The series spans the late 1850s to 1863, the year of Halls appalling death at the hands of friends and foe. It was said he never shot a man despite leading a gang that held up entire towns for days at a time, robbing the banks and gold escorts, the wealthy and the police themselves. Dialogue for the series no doubt borrowed heavily from a 1950s account (a popular novel more or less, ridiculed by many despite it's clever use of historical documents) by one Frank Clune. He was a writer of popular material but in my mind provided the basis for almost all accounts that followed and certainly filled in the gaps without which a series of this nature would never have been possible.
The Ben Hall story is factual to life at the times, I have covered this territory and can vouch for the background and events. The acting, led by Finch (see Hitchcock's "Frantic" is solid and plausible for its time, the sets were true to photographic records from the1850s and 60s and the strongest point that should be made here is that the life of this man and his gang was far more emotive and interesting (and is factual) than that of most of America's so-called outlaws. Local historians tend to take sides - either the police or the bushrangers - but the series sets what I consider a fair balance.
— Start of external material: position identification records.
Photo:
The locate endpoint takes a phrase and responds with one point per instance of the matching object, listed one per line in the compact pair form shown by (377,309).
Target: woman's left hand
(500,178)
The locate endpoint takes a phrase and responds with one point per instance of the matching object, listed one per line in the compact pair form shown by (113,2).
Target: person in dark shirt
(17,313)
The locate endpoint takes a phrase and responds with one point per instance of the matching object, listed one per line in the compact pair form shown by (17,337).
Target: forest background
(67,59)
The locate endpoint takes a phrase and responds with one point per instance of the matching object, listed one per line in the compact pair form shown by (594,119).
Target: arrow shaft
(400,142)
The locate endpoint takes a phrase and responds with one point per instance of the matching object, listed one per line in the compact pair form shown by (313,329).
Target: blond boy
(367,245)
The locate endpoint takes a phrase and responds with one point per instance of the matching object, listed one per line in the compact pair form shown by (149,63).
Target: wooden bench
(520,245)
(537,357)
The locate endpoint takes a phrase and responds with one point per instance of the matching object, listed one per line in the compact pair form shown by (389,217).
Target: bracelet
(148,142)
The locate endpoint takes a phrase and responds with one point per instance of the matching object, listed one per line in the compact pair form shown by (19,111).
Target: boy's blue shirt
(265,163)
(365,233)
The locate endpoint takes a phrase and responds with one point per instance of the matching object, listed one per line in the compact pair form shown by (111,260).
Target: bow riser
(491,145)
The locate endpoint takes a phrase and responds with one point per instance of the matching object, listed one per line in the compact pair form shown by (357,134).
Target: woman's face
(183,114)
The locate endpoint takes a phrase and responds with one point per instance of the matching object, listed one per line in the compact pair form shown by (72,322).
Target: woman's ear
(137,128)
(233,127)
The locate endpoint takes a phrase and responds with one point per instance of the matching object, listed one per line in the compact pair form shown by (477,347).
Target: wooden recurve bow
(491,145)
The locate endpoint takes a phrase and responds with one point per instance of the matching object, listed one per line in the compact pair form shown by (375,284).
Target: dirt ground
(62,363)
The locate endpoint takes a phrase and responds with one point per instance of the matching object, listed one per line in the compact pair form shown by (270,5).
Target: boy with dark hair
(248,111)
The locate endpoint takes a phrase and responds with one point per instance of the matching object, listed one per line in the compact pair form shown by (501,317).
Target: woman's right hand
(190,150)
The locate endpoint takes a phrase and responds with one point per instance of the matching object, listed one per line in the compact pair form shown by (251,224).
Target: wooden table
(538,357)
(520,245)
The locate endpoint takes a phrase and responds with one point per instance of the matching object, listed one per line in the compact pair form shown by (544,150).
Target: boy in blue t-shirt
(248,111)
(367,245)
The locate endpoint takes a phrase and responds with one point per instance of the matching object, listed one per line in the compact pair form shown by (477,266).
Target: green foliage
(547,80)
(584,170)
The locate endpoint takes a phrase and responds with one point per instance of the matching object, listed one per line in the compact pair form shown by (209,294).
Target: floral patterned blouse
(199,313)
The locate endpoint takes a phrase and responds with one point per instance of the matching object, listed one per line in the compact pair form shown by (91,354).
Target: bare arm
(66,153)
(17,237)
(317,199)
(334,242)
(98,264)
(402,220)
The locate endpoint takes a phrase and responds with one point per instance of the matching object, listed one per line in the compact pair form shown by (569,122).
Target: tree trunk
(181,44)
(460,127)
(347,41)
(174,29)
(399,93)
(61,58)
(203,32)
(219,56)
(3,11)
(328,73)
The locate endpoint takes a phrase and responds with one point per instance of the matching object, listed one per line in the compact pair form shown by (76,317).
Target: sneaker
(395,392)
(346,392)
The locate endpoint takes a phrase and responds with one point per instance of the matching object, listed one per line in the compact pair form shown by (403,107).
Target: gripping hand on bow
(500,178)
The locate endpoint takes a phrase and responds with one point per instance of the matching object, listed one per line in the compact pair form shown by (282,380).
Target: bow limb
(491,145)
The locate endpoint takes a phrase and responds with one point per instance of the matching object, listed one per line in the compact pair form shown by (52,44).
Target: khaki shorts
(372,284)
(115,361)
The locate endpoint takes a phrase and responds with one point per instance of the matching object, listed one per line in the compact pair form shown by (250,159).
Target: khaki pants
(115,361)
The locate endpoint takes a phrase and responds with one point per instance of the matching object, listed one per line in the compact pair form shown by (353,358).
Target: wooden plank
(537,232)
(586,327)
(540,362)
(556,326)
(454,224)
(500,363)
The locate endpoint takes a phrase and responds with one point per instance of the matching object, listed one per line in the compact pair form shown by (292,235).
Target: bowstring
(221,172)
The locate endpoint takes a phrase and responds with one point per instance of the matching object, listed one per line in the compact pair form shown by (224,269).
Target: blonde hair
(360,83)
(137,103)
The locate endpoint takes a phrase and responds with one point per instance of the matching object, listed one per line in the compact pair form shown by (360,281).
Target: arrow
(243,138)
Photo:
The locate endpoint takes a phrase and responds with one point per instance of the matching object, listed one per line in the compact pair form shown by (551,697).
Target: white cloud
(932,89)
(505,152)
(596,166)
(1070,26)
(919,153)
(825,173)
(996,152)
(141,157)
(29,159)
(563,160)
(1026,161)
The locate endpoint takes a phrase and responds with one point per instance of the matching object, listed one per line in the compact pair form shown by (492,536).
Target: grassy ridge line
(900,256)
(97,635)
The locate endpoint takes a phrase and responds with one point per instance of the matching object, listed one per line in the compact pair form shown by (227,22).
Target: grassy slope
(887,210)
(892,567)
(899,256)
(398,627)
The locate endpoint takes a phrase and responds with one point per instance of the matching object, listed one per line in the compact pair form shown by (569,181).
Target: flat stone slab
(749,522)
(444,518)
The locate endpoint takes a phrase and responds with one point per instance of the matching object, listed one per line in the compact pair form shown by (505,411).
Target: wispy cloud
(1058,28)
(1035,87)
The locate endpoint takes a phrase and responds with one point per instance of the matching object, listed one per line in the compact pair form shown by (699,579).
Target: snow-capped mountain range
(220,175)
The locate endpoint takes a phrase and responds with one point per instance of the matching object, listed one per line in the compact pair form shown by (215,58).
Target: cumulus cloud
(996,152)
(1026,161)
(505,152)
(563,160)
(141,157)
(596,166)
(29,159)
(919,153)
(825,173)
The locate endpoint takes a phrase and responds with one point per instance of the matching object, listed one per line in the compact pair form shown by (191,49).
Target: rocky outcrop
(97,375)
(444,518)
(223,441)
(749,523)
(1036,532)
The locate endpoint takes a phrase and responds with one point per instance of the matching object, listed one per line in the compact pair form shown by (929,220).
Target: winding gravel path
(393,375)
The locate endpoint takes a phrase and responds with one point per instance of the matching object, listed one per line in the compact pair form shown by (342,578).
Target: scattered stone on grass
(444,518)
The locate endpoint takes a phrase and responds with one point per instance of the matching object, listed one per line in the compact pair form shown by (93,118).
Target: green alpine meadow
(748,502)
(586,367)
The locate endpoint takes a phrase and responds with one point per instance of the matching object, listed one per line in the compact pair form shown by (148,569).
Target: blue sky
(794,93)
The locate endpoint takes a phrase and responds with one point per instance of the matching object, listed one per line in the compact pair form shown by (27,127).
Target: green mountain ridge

Hall was certainly unfortunate in that the police treated him unfairly, but in later years by Ned Kelly mimicked some of Halls exploits. Kelly was also treated badly by the police but, it seems, there may well have been a stronger argument for the police side in his case.
If you get the chance to see this series it is certainly worth the time, despite being a peculiarly Australian product. If you don't get the chance and you are interested in outlawry from this period anywhere in the world Australian Bushranging makes a great subject for further exploration.